Stephen Bright, Anti-Death Penalty Lawyer and Abolitionist, to Speak

News Story: December 8, 2006

Stephen B. Bright, one of the nation’s leading anti-death penalty lawyers, will speak at Sacred Heart University on Wednesday, November 8, at 5:30 p.m. in University Commons. His lecture, “How Race and Poverty Determine Who Dies in America’s System of Capital Punishment,” is sponsored by SHU’s Center for Christian Thought, Ethics and Culture (CCTEC), the Criminal Justice Master’s Program, and the Criminal Justice Club. The event is free and open to the public.
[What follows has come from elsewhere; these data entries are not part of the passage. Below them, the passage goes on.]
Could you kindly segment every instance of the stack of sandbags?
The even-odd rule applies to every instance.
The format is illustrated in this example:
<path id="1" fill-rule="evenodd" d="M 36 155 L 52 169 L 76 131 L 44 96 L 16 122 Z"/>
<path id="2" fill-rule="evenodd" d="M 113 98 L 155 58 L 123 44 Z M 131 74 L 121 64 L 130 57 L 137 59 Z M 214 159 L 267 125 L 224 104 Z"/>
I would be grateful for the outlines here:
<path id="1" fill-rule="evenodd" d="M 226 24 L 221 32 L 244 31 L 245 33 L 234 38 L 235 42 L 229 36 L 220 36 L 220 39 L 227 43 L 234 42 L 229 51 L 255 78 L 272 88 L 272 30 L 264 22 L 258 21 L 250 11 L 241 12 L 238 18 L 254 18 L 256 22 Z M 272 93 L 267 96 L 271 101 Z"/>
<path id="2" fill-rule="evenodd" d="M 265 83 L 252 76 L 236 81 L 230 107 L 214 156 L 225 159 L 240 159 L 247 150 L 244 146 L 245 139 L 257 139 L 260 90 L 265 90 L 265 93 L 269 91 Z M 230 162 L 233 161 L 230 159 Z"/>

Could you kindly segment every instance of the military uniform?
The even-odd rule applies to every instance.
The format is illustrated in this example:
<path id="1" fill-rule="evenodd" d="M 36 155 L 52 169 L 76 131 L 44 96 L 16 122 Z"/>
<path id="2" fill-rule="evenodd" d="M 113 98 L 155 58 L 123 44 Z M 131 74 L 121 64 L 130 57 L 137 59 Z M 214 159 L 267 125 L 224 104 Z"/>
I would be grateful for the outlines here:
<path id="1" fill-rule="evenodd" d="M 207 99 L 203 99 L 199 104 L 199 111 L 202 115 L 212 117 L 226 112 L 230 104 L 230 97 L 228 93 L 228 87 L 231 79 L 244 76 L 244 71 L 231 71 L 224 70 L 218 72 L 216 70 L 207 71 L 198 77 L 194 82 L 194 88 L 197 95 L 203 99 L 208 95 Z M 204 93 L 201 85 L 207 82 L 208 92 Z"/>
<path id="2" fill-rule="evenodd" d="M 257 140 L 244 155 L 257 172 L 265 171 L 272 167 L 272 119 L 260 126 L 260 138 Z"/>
Bright is president and senior counsel for the Southern Center for Human Rights in Atlanta. The Center is a public interest legal project that provides representation to persons facing the death penalty and to prisoners in challenges to cruel and unusual conditions of confinement in 11 southern states. The Center also advocates improvements in the quality of counsel for poor people accused of crimes, judicial independence and alternatives to incarceration.

He has represented people facing the death penalty at trial and on appeal and prisoners in challenges to inhumane conditions and practices. Further, he has written essays and articles on the right to counsel, racial discrimination in the criminal justice system, judicial independence, and other topics that have appeared in scholarly publications, books, magazines and newspapers. Bright has also testified before committees of both the U.S. Senate and House of Representatives. He has taught courses on criminal law and capital punishment at Harvard, Yale, the University of Chicago, Emory, Georgetown, Northeastern and other law schools.

The work of the Center and Bright has been the subject of a documentary, Fighting for Life in the Death Belt (EM Productions 2005), and two books, Proximity to Death by William McFeely (Norton 1999) and Finding Life on Death Row by Kayta Lezin (Northeastern University Press 1999).

The Fulton Daily Law Report, a legal newspaper in Georgia, named him “Newsmaker of the Year” in 2003 for his contribution to bringing about creation of a public defender system in Georgia. He received the American Bar Association’s Thurgood Marshall Award in 1998; the American Civil

Liberties Union’s Roger Baldwin Medal of Liberty in 1991; the National Legal Aid & Defender Association’s Kutak-Dodds Prize in 1992, and other awards.